Développement: l’Afrique mise sur la science

Résultat de recherche d'images pour "sixième édition du Rapport sur les capacités en Afrique, édition 2017 (Rica)"Par Jeanine FANKAM, Cameroon Tribune
La technologie et l’innovation sont d’autres pistes proposées par le rapport sur les capacités du continent lancé la semaine dernière à Dakar
En milieu de semaine dernière,
la sixième édition du Rapport sur les capacités en Afrique, édition 2017 (Rica) a été lancée par la Fondation pour le renforcement des capacités en Afrique (ACBF). C’était en marge de la semaine africaine du développement célébrée à Dakar, capitale sénégalaise. Rica 2017 révèle que les sciences, la technologie et l’innovation (STI) demeurent des outils incontournables pour propulser l’Afrique vers son développement. Le RICA et son indicateur clé -  l’Indicateur de capacités en Afrique (ICA) - apportent l’éclairage sur des décisions à prendre et les réformes à faire tant au niveau de la réglementation que des institutions. Il propose des investissements à consentir pour renforcer l’administration publique et mettre en œuvre les politiques et programmes publics. 
Le RICA 2017 montre que de façon générale, la question des capacités est centrale dans la mise en œuvre de la stratégie continentale en STI. Mais un message plus important en émerge : même si les deux tiers des pays africains ont des politiques et des stratégies de STI, leur capacité à les mettre en œuvre demeure très faible. La plupart des pays africains ont des institutions de STI sous-équipées et ne parviennent pas à générer et à déployer efficacement des connaissances et des innovations technologiques pour la croissance socio-économique. Ce défi est largement reflété dans le constat selon lequel les institutions de STI sont insuffisamment dotées de compétences, d'expertises, de ressources financières, d'infrastructures et d'équipements. Mais il a été révélé que 91% des 44 pays africains couverts par l’étude placent la formation dans les STI parmi leurs grandes ou très grandes priorités. Ce qui est déjà un bon pas.

 Pr. Emmanuel Nnadozie: « Il faut des alliances de financement »
Secrétaire exécutif de l’ACBF
Quelle est la valeur ajoutée du Rapport que votre institution vient de publier sur les capacités en Afrique ?

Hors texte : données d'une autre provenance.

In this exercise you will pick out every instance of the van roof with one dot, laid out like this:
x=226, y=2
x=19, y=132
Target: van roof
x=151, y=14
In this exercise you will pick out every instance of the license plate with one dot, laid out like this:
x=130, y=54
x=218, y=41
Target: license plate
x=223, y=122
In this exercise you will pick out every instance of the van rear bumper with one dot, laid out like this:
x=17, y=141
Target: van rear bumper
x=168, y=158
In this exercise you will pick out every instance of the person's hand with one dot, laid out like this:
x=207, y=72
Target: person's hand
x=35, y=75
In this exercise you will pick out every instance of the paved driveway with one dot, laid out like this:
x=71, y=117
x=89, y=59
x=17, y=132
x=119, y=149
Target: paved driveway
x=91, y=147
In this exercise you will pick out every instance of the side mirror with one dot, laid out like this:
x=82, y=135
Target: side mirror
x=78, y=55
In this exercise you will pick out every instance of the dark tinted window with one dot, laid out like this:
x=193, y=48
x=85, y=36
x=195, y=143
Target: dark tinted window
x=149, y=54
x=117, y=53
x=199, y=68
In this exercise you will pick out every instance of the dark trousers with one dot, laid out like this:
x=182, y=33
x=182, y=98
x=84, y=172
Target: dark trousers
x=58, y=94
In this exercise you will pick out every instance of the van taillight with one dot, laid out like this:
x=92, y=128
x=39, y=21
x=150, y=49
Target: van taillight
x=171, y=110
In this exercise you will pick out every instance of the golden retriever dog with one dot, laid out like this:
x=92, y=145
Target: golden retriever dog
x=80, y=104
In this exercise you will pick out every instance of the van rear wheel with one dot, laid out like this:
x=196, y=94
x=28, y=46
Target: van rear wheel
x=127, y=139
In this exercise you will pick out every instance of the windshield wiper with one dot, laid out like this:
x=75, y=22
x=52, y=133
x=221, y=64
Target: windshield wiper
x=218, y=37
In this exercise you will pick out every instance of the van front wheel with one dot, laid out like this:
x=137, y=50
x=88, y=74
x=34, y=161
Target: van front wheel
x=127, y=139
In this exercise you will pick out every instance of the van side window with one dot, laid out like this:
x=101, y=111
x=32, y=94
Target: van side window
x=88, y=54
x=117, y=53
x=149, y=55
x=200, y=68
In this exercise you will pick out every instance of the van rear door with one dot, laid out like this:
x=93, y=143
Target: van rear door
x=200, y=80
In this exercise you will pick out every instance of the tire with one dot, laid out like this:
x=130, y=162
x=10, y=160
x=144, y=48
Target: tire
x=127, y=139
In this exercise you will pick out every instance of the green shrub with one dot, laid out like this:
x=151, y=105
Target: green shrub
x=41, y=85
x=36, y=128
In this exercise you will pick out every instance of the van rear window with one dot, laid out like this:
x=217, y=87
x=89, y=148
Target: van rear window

Le rapport reconnaît que la croissance économique remarquable de l’Afrique au cours des deux dernières décennies est une source d'espoir. Mais il attire l’attention sur la nécessité pour les pays africains de soutenir cette croissance en investissant et en renforçant les principaux catalyseurs. Le rapport sur les capacités en Afrique 2017, qui a pour thème « Renforcer les capacités en science, technologie et innovation, en vue de la transformation de l’Afrique » constitue à cette date l'étude la plus approfondie qui expose les dimensions de capacités et les impératifs pour le développement de la science, la technologie et l'innovation sur le continent.
Que compte faire l’ACBF pour faciliter l’appropriation des messages-clés du rapport par les pays?
Nous nous mettrons en contact avec des publics-cibles stratégiques tels que les preneurs de décisions au sein des gouvernements mais aussi auprès des chefs d’institutions qui sont à mesure de propulser les idées documentées dans le rapport en termes d’élaboration des politiques et de création des structures visant à relever le niveau d’utilisation et appropriation de la science, la technologie et l’innovation pour le développement dans les pays africains.
Quels seront les rôles des différents acteurs pour accompagner les Etats africains dans l’implémentation des recommandations faites par l’ACBF?
Le Rapport recommande que les gouvernements africains et l'Union africaine mettent en place des alliances de financement innovantes qui impliquent les donateurs bilatéraux et multilatéraux, les gouvernements, ainsi que les acteurs non étatiques comme les fondations privées et les entreprises. Un pourcentage de tous les prêts et dons de développement des partenaires au développement devrait être consacré à l'élaboration de programmes de renforcement des capacités en matière de STI.
Il est nécessaire que les pays africains poursuivent le développement axé sur les STI en prenant des engagements sérieux pour renforcer les capacités humaines et institutionnelles par des investissements substantiels dans des universités de haut standing, des laboratoires équipés et à la pointe de la technologie, et des mécanismes de financement de la recherche. Les organismes régionaux, principalement les communautés économiques régionales, doivent élaborer et mettre en œuvre des stratégies cohérentes pour instaurer des systèmes régionaux de STI.